The line integral ∫_C F · dr integrates a vector field along a curve. Parametrically: ∫_C F · dr = ∫_a^b F(r(t)) · r'(t) dt. This represents work done by force F along the path.
A line integral of a vector field asks: what is the cumulative effect of the field along a given path? The key idea is that at each point on the path, only the component of the field in the direction of travel matters. You are essentially asking how much the field "goes along with" the motion at each step, then adding it all up.
The formal setup is: parametrize the curve C by r(t) = ⟨x(t), y(t), z(t)⟩ for t ∈ [a, b]. The tangent vector r'(t) points in the direction of travel and has magnitude equal to the speed. The line integral is then ∫_C F · dr = ∫_a^b F(r(t)) · r'(t) dt. The dot product F(r(t)) · r'(t) extracts the component of F along the curve at each t — contributions where F aligns with the path are positive, where F opposes the path are negative, and where F is perpendicular the contribution is zero.
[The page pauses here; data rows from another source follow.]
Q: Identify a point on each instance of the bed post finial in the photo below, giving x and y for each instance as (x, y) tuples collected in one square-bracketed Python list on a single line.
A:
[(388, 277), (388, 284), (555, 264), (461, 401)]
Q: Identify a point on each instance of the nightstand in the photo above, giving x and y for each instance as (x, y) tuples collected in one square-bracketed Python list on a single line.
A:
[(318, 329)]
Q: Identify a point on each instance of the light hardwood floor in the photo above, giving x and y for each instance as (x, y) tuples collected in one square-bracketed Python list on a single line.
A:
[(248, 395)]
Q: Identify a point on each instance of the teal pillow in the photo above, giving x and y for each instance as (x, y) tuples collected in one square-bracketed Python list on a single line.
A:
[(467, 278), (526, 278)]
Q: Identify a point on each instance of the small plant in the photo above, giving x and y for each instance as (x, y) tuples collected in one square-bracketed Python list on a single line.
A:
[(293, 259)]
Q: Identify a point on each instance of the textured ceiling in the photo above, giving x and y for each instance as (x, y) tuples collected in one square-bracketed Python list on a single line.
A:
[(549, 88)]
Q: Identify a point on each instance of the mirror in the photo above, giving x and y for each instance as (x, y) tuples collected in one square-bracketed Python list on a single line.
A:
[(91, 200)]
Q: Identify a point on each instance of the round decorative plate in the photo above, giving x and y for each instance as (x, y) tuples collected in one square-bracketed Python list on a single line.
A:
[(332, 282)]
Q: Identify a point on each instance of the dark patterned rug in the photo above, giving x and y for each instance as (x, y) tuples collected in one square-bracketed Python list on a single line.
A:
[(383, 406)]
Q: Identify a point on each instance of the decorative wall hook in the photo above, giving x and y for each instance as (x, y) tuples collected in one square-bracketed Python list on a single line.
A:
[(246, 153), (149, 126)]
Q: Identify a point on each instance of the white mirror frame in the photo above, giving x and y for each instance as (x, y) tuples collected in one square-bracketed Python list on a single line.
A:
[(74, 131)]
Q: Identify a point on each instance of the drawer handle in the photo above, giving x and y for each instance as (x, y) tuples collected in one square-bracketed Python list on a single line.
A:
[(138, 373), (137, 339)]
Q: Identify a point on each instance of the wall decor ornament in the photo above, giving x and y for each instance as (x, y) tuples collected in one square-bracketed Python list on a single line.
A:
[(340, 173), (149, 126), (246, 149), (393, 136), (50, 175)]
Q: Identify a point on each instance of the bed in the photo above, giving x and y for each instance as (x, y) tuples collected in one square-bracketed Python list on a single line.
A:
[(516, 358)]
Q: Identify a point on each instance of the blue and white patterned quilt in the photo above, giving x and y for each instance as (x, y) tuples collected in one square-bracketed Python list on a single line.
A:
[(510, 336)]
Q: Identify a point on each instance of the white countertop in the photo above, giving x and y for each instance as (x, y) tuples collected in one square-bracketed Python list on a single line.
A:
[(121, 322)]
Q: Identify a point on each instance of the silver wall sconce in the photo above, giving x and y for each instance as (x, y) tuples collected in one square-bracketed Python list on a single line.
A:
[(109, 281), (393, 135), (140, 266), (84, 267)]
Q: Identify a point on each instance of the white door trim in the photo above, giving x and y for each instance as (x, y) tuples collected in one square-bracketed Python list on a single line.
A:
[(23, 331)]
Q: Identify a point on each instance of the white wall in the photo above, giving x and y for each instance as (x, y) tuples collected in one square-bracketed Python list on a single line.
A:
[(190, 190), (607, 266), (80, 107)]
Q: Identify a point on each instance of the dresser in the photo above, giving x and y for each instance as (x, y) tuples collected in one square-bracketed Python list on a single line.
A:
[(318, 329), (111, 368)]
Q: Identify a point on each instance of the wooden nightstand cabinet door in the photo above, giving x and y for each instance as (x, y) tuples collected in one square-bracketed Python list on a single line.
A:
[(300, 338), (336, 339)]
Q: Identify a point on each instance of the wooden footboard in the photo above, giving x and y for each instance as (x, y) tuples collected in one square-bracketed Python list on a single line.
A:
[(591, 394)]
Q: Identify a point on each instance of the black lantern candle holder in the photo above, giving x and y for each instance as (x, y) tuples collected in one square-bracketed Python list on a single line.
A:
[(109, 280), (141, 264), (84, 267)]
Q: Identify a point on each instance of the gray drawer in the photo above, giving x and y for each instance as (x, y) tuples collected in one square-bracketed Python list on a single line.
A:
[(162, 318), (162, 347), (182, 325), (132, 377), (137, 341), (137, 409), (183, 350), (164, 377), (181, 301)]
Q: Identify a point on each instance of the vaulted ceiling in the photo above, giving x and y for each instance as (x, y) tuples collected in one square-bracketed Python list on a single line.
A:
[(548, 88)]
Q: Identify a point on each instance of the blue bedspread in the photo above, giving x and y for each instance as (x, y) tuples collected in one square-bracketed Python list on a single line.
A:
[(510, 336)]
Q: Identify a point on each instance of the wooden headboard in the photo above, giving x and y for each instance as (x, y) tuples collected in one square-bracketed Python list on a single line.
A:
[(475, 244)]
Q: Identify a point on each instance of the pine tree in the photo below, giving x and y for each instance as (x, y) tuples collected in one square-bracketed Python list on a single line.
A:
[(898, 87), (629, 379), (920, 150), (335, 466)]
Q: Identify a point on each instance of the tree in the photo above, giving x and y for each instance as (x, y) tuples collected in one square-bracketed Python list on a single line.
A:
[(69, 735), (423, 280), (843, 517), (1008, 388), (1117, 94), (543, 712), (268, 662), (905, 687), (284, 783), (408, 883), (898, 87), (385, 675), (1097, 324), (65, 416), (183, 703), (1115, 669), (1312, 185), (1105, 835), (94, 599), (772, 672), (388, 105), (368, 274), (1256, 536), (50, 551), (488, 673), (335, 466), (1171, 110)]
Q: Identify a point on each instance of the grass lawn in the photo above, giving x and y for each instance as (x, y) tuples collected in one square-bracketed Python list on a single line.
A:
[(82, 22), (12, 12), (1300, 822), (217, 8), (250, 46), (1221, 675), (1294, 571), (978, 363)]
The most important physical interpretation is work. If F is a force field and a particle travels along C, the work done by F is exactly ∫_C F · dr. This makes intuitive sense: when you push an object in the direction it is already moving, you do positive work; when you push against its motion, you do negative work; when you push perpendicular to motion (like a normal force), you do no work. The dot product captures all three cases simultaneously.
Orientation matters crucially. The line integral is sensitive to which direction you traverse the path: ∫_{−C} F · dr = −∫_C F · dr, where −C is the same curve traversed backward. This is the opposite of line integrals of scalar functions (which are orientation-independent). It also sets up one of the most important concepts to come — conservative fields, where ∫_C F · dr depends only on the endpoints, not the path taken.